Simon OrzelSimon Orzel·

La versione breve

La gestione degli incidenti è il punto (b) dell'elenco di dieci doveri di cybersicurezza dell'articolo 21(2). Riguarda ciò che fai dentro l'azienda quando qualcosa va storto: individuarlo, contenerlo, ripristinare, mettere per iscritto cos'è successo, apprenderne.

Il CIR (UE) 2024/2690 §3 riempie il dettaglio in sei sotto-sezioni: §3.1 un concetto scritto di gestione degli incidenti, §3.2 monitoraggio e logging, §3.3 escalation interna degli eventi, §3.4 classificazione, §3.5 la risposta vera e propria (contenimento, eradicazione, ripristino), §3.6 la revisione post-incidente. Se gestisci DNS, cloud, un data center, un MSP o qualsiasi altro settore dell'allegato CIR, questo ti vincola direttamente.

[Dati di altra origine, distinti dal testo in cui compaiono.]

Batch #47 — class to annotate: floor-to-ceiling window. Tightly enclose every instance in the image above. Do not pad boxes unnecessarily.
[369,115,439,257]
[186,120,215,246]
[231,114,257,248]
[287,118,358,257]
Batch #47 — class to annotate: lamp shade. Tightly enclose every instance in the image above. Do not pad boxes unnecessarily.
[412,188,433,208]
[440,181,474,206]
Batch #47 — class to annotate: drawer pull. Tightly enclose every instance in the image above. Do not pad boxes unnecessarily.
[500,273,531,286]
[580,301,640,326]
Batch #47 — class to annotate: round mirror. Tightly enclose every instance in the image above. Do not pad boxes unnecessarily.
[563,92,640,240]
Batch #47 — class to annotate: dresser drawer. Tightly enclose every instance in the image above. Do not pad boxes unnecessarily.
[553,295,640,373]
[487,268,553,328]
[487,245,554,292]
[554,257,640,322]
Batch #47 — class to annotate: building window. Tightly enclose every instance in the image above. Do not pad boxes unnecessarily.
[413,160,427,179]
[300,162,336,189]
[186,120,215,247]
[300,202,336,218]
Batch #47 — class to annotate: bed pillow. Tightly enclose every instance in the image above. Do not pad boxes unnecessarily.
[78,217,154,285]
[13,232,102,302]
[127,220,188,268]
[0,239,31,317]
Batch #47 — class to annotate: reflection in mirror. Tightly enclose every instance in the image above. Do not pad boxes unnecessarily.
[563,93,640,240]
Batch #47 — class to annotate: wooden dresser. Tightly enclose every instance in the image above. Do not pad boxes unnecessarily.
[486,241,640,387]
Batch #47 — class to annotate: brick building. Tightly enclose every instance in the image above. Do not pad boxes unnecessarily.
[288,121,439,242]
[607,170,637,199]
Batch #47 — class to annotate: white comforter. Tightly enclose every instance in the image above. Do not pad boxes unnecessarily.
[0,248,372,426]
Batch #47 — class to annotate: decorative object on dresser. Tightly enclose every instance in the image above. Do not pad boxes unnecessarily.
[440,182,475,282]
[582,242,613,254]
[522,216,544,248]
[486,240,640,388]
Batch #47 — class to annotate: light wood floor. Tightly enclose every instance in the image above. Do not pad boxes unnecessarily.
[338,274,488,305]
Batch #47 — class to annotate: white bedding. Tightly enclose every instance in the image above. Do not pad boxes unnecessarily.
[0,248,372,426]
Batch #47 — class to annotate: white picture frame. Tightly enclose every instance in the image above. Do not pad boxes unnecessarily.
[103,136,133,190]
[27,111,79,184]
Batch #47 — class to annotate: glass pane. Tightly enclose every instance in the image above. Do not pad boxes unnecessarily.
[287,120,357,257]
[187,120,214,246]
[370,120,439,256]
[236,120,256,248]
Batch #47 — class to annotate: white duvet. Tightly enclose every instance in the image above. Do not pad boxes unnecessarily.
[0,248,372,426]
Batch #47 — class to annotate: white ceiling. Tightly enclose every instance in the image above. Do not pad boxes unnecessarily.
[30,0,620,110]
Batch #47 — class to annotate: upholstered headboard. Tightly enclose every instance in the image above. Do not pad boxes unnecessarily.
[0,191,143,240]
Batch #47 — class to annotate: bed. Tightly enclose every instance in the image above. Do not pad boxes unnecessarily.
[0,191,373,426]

La Germania recepisce lo stesso dovere nel diritto nazionale tramite il §30(2)(2) BSIG. La formula è 'Bewältigung von Sicherheitsvorfällen', le stesse parole della direttiva. Questa pagina ripercorre la direttiva, il regolamento UE attuativo e il recepimento tedesco in quest'ordine.

La fonte giuridica
Tre livelli sovrapposti l'uno sull'altro. La direttiva (vincolante per ogni Paese dell'UE). Il regolamento di esecuzione (diritto UE direttamente applicabile per i settori indicati nell'allegato). Il recepimento nazionale (in Germania: BSIG).

Articolo 21(2)(b) Direttiva NIS 2 (2022/2555)

Incident handling.

Il punto (b) dell'elenco di dieci misure di cybersicurezza. Due parole nel testo della direttiva. Il CIR §3 trasforma quelle due parole in dettaglio operativo. Importante: questo è il dovere di gestione interna. Il dovere esterno di notificare al CSIRT vive nell'articolo 23 ed è una pagina separata.

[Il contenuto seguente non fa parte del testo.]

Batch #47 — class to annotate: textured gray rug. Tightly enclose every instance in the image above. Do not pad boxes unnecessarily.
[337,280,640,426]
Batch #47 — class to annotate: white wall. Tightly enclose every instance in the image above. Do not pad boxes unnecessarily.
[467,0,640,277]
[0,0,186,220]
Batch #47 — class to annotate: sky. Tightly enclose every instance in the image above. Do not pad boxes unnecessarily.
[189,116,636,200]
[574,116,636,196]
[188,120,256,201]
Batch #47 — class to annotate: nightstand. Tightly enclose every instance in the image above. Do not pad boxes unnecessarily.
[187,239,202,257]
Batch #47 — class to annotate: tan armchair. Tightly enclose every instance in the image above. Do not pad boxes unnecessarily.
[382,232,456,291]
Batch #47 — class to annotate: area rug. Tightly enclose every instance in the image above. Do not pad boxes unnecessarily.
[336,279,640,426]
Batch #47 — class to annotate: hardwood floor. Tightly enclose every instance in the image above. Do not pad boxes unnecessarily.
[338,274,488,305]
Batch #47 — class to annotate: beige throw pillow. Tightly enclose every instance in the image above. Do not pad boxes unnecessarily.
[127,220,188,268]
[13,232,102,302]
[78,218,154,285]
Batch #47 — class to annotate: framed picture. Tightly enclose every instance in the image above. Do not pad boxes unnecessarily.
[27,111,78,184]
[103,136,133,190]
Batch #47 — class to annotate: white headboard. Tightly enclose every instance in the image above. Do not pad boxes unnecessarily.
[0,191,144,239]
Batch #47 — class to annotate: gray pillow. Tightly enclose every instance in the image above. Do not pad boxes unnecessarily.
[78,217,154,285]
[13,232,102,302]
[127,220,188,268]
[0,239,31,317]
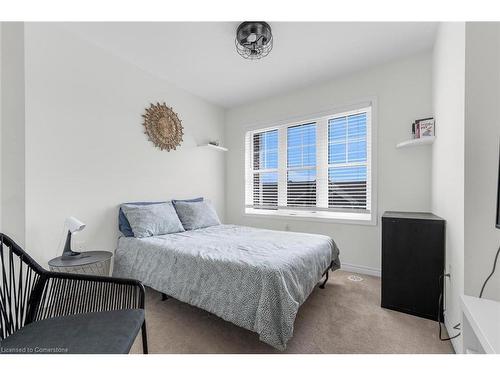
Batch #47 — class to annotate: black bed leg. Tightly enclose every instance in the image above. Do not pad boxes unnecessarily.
[319,269,330,289]
[141,320,148,354]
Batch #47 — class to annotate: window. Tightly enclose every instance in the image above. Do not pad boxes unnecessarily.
[245,106,373,221]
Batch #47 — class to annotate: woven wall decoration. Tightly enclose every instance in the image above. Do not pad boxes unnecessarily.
[142,103,184,151]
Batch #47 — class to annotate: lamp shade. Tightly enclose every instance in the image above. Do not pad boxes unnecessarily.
[64,216,85,233]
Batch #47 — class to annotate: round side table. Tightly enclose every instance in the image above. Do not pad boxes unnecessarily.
[49,251,113,276]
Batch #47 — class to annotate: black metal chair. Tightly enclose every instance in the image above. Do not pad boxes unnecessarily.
[0,233,148,354]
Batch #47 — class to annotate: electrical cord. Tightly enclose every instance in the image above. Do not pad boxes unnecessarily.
[479,247,500,298]
[438,273,461,341]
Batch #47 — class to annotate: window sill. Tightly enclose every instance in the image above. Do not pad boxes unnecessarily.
[243,208,377,226]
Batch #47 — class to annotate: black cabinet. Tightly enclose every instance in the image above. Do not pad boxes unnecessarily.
[381,211,445,320]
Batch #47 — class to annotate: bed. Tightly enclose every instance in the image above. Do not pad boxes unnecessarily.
[113,225,340,350]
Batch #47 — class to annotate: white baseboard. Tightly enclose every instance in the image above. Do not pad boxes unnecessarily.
[340,263,381,277]
[443,311,463,354]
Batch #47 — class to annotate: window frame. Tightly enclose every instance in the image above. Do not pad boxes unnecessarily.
[242,98,377,225]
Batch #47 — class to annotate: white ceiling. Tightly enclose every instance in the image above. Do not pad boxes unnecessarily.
[62,22,437,108]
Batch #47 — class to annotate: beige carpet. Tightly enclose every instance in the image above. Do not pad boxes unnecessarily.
[131,271,453,353]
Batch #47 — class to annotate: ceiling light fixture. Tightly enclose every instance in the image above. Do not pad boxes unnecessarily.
[235,21,273,60]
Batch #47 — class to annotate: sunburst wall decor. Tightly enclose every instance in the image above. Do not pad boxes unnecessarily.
[142,103,184,151]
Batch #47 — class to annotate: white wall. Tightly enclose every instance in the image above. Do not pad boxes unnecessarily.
[0,22,25,246]
[25,23,224,265]
[0,22,3,232]
[464,22,500,301]
[225,53,432,270]
[432,22,465,353]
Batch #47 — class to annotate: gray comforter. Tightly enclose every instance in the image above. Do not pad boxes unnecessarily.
[113,225,340,350]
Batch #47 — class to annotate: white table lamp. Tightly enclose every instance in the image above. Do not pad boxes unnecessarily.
[62,216,85,260]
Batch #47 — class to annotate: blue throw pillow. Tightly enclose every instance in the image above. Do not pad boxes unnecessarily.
[172,197,203,207]
[175,201,220,230]
[118,202,166,237]
[121,202,184,238]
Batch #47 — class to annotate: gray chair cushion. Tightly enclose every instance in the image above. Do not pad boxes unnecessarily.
[0,309,144,354]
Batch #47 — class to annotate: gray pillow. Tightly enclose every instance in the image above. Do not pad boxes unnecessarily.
[121,202,184,238]
[175,201,220,230]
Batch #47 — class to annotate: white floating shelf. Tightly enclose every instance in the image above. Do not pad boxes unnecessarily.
[396,136,436,148]
[198,143,228,152]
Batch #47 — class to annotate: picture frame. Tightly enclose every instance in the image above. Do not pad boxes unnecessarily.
[415,117,436,138]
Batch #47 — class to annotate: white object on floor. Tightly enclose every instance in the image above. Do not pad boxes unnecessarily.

CIR (UE) 2024/2690, Allegato §3

For the purposes of Article 21(2)(b) of Directive (EU) 2022/2555, the relevant entities shall establish and implement a policy on incident handling, defining roles, responsibilities and procedures for the timely detection, analysis, containment or response, recovery as well as documentation and reporting of incidents.

Poiché si tratta di un regolamento, è diritto UE direttamente vincolante. Non serve alcun recepimento nazionale. L'allegato §3 scompone il dovere in sei sotto-sezioni: concetto (§3.1), logging (§3.2), escalation interna (§3.3), classificazione (§3.4), risposta (§3.5), revisione post-incidente (§3.6).

§30(2)(2) BSIG (Germania)

Bewältigung von Sicherheitsvorfällen.

La Germania copia la formulazione della direttiva parola per parola. La sostanza è identica all'articolo 21(2)(b). Il BSI usa poi i moduli IT-Grundschutz (in particolare DER.2 'Vorfall-Bewältigung') per mostrare come si presenta in pratica un concetto scritto di gestione degli incidenti.

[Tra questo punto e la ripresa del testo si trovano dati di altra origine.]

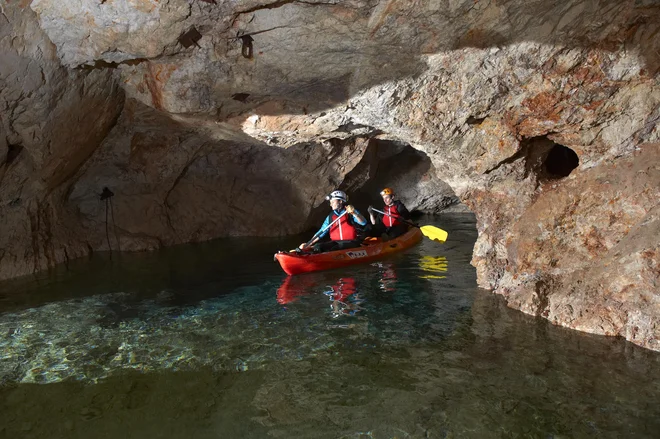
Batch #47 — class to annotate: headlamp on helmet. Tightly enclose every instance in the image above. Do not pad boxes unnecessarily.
[325,191,348,203]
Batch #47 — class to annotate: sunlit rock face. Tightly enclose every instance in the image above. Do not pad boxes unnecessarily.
[0,0,660,349]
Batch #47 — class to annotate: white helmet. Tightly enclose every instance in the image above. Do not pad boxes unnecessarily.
[325,191,348,203]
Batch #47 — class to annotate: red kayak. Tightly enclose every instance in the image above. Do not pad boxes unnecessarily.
[275,227,423,274]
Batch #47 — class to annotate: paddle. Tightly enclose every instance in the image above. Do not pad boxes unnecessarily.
[294,210,348,251]
[371,207,448,242]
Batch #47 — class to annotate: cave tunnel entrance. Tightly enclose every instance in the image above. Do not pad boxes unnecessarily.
[342,139,460,217]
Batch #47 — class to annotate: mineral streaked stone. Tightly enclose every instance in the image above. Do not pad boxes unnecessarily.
[0,0,660,349]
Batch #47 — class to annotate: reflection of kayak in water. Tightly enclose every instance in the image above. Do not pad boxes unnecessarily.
[275,227,422,274]
[277,276,317,305]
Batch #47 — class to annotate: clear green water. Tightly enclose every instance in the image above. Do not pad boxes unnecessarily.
[0,215,660,438]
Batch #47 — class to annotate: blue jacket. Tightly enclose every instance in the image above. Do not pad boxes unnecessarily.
[314,207,367,238]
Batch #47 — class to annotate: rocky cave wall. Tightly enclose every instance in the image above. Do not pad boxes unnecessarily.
[0,0,660,350]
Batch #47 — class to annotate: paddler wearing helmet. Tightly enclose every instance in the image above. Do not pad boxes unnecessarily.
[299,191,367,253]
[368,187,410,240]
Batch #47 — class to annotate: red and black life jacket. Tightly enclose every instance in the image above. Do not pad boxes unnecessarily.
[383,201,401,227]
[330,212,357,241]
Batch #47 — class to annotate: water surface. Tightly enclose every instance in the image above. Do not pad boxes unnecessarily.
[0,214,660,438]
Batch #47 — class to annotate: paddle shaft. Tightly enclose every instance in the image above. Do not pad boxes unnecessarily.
[371,207,419,229]
[305,210,348,247]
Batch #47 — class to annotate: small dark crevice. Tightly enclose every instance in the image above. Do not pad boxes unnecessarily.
[178,26,202,49]
[332,122,380,136]
[75,58,149,70]
[5,143,23,166]
[239,35,254,59]
[465,116,486,125]
[231,93,250,102]
[545,144,580,180]
[534,280,550,318]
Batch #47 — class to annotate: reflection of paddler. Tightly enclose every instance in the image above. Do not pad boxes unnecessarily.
[419,256,447,279]
[277,276,317,305]
[326,277,357,302]
[325,277,362,318]
[378,263,397,292]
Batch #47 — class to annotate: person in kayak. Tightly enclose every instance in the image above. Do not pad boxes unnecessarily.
[368,187,410,240]
[299,191,367,253]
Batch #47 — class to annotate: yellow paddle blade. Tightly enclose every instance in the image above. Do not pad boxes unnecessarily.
[419,226,448,242]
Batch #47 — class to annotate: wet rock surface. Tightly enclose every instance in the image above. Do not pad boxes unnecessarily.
[0,0,660,349]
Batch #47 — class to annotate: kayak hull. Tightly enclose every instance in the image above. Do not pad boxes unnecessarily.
[275,227,423,275]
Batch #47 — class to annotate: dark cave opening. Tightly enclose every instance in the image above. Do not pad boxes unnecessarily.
[521,136,580,182]
[544,143,580,180]
[5,143,23,166]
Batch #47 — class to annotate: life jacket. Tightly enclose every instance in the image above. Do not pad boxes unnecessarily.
[330,212,357,241]
[383,201,402,227]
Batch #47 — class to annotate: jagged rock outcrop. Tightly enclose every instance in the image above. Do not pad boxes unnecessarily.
[0,0,660,349]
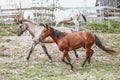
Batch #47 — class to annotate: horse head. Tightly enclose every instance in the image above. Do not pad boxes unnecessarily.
[39,24,51,41]
[17,23,28,36]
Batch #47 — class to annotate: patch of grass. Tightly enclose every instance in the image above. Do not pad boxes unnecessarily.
[0,24,17,36]
[0,52,11,57]
[87,20,120,33]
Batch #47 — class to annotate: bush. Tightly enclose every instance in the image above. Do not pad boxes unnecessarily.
[87,20,120,33]
[0,24,17,36]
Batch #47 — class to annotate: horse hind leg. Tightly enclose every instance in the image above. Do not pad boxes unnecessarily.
[73,50,79,58]
[62,51,73,70]
[81,48,91,67]
[88,49,94,64]
[26,43,37,60]
[41,44,52,62]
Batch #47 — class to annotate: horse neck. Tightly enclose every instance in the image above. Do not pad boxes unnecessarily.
[25,22,35,38]
[50,33,64,44]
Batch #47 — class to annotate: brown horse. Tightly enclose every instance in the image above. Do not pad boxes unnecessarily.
[17,18,78,61]
[39,25,115,69]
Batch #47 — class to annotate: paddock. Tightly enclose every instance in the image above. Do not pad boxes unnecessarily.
[0,33,120,80]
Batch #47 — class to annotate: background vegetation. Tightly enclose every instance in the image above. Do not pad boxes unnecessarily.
[0,20,120,36]
[0,20,120,80]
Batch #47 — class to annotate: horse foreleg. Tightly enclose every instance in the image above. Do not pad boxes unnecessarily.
[81,49,90,67]
[73,50,79,58]
[62,51,73,70]
[41,43,52,61]
[26,43,36,60]
[88,49,94,64]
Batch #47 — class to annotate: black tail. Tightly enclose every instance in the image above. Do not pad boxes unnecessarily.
[95,35,116,55]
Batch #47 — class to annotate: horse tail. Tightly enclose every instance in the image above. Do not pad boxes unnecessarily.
[95,35,116,55]
[81,14,87,22]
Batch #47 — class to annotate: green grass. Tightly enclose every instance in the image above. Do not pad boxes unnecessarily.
[0,24,17,36]
[87,20,120,33]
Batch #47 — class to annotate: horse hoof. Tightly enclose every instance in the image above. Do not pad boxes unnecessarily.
[49,60,52,63]
[26,58,29,61]
[70,69,74,72]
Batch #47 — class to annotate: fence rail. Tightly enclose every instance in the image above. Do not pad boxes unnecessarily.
[0,6,120,24]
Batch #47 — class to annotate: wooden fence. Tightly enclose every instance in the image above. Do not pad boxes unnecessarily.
[0,6,120,24]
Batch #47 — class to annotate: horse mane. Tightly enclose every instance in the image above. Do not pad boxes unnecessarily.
[22,19,38,25]
[50,27,65,37]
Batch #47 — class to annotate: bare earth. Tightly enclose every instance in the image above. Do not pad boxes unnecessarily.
[0,34,120,80]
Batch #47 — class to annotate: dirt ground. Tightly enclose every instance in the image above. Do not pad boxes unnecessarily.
[0,34,120,80]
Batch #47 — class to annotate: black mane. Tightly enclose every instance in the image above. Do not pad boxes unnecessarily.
[51,28,64,37]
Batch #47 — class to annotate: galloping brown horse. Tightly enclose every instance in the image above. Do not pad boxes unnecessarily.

I tre pezzi del CIR §3 che devi mettere in atto
Il CIR 2024/2690 §3 ha sei sotto-sezioni. Tre di esse comportano gran parte del lavoro: il concetto scritto, il monitoraggio e logging che ti consente di rilevare, e le fasi di risposta che trasformano il rilevamento in azione. Tutti e tre devono esistere su carta, non solo nella testa di qualcuno.
§3.1

Un concetto scritto di gestione degli incidenti

Metti per iscritto chi fa cosa quando qualcosa va storto. Ruoli, responsabilità, i passaggi per rilevamento, analisi, contenimento, ripristino, documentazione e segnalazione interna. Il CIR §3.1.1 esige che il concetto esista prima dell'incidente, non dopo. L'organo di gestione deve approvarlo.

§3.2

Monitoraggio e logging

Non puoi gestire ciò che non puoi vedere. Il CIR §3.2 elenca dodici tipi di evento che devi registrare (tentativi di accesso, modifiche dei privilegi, rilevamenti di malware, anomalie di rete e altri). I log devono essere resistenti alle manomissioni e conservati abbastanza a lungo da supportare l'analisi. Questo è il livello di rilevamento.

§3.5

Fasi di risposta: contenimento, eradicazione, ripristino

Il CIR §3.5 suddivide la risposta in tre fasi. Il contenimento impedisce all'incidente di propagarsi. L'eradicazione rimuove la causa radice. Il ripristino riporta i sistemi a uno stato noto e integro. Ogni fase deve essere documentata man mano, così che il §3.6 (revisione post-incidente) abbia materiale su cui lavorare.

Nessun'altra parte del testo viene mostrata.